Poem for a conversation on a telephone

In June I learned the quieter streets
to your apartment. Over alleys
and the fusion of dim moons
our slide was sideways. You followed me
down Higgins in long strides.
In the streetlight your verbs
looked muscular, your eyes bruised.
Your lips and the sound of your spine
by the river seemed big. Between
my white socks and polka-dots, I saw
the strange field between words and things
where people come together.

Because I allowed myself to wander
sidewalks and daydreams I thought
I loved this world or myself.
I wrote fairy tales. For years
I'd been using pencils
so I'd be forced to not erase.
I started this poem on a night I don't understand
changed. We have to go elsewhere.

I can't arrange the days, stones, things that were said.
Summer was warm so my shape depended.
Against the things you said I kept setting wrong.
I felt small. Hoarded needles.

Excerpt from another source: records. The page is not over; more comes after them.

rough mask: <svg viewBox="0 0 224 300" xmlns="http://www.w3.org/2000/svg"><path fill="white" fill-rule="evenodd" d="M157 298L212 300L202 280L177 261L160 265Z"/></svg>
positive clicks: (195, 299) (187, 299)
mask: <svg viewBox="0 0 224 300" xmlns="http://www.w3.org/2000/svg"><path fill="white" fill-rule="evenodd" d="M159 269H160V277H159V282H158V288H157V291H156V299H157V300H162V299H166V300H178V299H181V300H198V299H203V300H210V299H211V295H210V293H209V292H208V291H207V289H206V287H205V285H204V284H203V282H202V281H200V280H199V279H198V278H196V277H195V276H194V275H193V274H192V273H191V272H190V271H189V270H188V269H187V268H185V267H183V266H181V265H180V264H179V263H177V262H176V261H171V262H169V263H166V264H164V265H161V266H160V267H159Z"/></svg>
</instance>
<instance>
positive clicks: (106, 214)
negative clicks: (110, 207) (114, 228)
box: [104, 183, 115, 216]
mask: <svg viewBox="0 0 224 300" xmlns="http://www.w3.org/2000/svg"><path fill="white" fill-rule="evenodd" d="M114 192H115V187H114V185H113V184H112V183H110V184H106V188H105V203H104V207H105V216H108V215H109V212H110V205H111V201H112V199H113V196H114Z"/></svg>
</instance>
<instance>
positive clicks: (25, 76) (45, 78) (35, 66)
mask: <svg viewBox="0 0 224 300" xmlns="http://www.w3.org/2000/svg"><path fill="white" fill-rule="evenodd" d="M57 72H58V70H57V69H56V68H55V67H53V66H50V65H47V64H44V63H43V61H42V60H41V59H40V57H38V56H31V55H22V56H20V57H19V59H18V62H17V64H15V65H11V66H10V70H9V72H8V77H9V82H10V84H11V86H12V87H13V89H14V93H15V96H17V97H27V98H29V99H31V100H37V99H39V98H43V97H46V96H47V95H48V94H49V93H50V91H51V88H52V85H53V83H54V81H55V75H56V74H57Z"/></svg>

Didn't want dinner.
Just the same, I eat.
My mouth loves its own circular grace,
shedding the frustration of things that were whole.

To an old friend from Big Sky Village

Town is not the same.
There are yellowbells and sunlight and people I can't,
though they live in town, call townspeople.
Nothing needs scouring so rushes are left alone
and the brewery only does business with travelers.
These people look like boiled eggs perfect in their cups,
ski lifts which are bright against the hot sky like clean dishes.
I couldn't find a bar.
Your shadow in the hotel looked like Fred Astaire.
I looked away.

Because I needed a poem I imagined
driving through with a dying aunt but all our meals tasted like water too cold for the flume
and in a town that's always afternoon it's hard to admit you're afraid of being alone in the ground.

And it isn't the same. Next to deglassia
I couldn't remember loving words,
looked at the page and this was the next one, wide
because there were no margins
because I stopped imagining them.
For no good reason
you are crouching in the needles.
I didn't want Judy to die but I hoped those towns I walked with you would.
Or I would. And then write others.
It's been years in all places and I've been good near and far myself,
made gentle poems and neighbors, dug biscuit root
and just a moment ago I was nothing on a clean steel bridge,
sun extinguished a match lit in the larches far below
but now I must be remembering everything wrong.